Have you ever felt deflated after purchasing something that you had lusted after particularly badly? A certain numbing anticlimax when the satisfaction of owning something doesn’t match up to the intensity of the desire that you felt for it before hand? This is because we buy the simulacrum rather than the product — the sportswear will turn us into athletes, the watch that will turn us into James Bond. Advertising peddles aspirational escapism, a product that doesn’t really exist. Had he lived to see the proliferation of unboxing videos, Baudrillard would probably diagnose them as a neurotic attempt to recreate the hyperreal illusion that we’re sold through advertising.

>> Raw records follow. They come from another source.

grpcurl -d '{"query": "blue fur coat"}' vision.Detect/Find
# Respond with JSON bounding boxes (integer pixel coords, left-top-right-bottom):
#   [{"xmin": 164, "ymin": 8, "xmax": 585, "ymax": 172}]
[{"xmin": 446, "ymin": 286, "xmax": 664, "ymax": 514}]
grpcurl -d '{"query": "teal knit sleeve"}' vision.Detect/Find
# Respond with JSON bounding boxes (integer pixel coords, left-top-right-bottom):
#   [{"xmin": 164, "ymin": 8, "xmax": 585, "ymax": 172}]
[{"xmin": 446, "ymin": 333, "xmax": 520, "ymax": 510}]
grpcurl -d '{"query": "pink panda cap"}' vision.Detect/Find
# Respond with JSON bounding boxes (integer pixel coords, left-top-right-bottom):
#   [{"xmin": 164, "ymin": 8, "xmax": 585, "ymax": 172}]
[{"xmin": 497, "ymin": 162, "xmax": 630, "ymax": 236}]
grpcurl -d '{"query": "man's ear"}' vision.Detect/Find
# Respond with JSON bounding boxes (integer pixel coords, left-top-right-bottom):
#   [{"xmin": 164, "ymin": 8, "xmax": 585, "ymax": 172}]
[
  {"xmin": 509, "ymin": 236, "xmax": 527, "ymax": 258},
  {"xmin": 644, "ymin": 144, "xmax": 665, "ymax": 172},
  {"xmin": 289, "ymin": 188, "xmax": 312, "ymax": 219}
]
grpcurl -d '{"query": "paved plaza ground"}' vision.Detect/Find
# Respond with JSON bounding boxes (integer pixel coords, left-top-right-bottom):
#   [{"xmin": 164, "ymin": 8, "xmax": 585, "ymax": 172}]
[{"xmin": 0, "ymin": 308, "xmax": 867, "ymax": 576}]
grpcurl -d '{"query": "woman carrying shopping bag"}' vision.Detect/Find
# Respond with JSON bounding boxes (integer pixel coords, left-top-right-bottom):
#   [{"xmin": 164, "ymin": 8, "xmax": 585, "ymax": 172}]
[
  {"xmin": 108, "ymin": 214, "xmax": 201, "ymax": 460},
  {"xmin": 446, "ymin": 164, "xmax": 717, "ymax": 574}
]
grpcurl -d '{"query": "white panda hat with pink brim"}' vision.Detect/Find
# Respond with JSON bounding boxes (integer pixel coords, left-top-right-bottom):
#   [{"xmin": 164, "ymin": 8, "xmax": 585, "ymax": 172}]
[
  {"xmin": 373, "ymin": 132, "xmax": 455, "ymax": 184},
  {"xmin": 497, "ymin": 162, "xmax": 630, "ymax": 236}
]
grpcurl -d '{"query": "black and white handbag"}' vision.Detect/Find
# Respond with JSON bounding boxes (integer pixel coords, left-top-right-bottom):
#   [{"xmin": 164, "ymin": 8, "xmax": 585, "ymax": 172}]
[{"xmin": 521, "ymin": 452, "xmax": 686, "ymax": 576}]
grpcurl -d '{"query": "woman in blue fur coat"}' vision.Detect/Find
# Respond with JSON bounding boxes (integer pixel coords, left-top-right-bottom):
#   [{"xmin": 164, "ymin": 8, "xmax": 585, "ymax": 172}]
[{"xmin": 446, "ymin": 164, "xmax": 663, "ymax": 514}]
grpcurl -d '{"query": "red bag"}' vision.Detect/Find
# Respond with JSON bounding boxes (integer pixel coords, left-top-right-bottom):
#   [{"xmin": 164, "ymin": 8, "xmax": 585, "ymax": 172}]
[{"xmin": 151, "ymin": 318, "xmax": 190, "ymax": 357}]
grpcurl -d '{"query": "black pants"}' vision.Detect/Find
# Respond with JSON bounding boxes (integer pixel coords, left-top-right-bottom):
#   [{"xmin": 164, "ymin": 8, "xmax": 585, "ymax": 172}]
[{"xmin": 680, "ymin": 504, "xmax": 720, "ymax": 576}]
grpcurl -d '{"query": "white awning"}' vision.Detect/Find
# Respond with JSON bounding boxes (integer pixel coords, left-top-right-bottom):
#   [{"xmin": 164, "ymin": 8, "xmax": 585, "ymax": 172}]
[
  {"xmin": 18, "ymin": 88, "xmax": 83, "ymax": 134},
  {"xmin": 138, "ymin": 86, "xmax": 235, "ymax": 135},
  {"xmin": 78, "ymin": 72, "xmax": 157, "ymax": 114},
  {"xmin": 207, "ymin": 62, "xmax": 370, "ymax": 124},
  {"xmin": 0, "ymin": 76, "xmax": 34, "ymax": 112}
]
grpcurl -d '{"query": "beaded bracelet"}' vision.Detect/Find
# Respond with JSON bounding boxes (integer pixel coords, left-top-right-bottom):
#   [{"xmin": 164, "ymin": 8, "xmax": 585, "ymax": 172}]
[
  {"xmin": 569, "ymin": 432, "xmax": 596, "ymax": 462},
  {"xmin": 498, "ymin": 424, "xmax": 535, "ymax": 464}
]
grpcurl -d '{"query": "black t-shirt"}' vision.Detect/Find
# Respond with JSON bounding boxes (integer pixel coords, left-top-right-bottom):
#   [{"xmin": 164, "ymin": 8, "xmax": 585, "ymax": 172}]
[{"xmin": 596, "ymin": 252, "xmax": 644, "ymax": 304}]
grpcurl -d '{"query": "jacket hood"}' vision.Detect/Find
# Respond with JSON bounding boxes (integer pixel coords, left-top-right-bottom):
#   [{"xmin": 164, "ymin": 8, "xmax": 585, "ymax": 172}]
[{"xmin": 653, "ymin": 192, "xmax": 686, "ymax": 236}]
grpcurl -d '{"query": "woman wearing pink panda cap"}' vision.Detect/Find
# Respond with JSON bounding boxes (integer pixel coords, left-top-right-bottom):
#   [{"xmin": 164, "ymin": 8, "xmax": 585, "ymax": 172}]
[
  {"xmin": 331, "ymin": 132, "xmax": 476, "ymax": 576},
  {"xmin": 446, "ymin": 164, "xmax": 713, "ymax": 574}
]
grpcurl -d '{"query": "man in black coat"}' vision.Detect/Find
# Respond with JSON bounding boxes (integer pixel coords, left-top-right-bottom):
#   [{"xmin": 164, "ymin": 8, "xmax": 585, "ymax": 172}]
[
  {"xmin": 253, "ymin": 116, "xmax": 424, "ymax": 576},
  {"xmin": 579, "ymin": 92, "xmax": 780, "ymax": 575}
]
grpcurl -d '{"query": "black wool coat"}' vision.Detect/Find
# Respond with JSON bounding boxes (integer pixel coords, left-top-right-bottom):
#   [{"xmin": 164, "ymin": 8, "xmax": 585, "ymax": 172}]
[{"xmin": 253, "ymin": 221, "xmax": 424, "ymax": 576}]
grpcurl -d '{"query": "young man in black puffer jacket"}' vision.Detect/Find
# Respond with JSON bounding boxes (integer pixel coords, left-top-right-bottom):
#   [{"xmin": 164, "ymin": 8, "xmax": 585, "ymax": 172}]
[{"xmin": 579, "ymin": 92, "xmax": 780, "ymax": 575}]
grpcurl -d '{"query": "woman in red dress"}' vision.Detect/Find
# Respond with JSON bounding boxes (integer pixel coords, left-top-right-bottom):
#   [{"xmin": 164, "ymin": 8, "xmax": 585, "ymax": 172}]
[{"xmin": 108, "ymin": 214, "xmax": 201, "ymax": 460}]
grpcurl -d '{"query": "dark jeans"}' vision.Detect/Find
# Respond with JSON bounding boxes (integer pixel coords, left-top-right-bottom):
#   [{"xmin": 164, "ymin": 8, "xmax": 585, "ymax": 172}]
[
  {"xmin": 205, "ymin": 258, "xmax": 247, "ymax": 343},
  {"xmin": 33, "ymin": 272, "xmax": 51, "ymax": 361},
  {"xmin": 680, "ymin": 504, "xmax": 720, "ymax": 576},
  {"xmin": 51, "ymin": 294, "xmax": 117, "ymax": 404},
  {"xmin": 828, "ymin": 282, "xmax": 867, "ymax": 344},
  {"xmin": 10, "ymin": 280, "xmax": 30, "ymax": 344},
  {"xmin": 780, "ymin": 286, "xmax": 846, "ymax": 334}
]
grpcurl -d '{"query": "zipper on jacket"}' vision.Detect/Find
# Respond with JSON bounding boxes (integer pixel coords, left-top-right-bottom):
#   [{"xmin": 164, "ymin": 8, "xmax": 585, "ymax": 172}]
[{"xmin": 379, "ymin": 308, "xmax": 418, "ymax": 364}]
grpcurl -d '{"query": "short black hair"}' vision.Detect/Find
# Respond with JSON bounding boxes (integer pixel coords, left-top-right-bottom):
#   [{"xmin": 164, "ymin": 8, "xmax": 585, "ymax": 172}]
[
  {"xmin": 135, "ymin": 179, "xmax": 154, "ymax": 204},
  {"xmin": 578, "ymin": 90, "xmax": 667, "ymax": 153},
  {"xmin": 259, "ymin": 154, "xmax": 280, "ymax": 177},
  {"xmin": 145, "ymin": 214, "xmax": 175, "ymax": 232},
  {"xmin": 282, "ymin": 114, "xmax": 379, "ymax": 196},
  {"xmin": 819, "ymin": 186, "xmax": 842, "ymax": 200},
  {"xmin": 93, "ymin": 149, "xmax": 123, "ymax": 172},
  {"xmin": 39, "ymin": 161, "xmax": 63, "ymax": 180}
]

Rather than questioning the nature of consumption, unboxers create a new simulacrum of the product: the unboxing video. Observed through the lens of YouTube, the product becomes fantastically hyperreal just as it is in an advert, full of potential, a magical object that generates validating views, likes and comments. There’s a clear process of identification at play here, as these vloggers try to force their reality to match up to the hyperreality of advertising.
The content of the box is secondary to the mania of buying and opening. As if to highlight this, one company, Zavvi, offers a monthly subscription service of mail order boxes filled with random junk that are popular with unboxing vloggers. The products never get used, the videos end with the climax of opening. The moment the product becomes real. The illusion shattered.
Filming the unboxing, however, keeps the product suspended in hyperreality because it’s converted from one simulacrum (the marketing image) to another (the unboxing video); at no point does it become a mere inanimate object with a banal material purpose. This maintains the consumerist delusion and allows unboxers to keep dodging life’s big questions: namely, if spending can’t satisfy our need for meaning, then what can?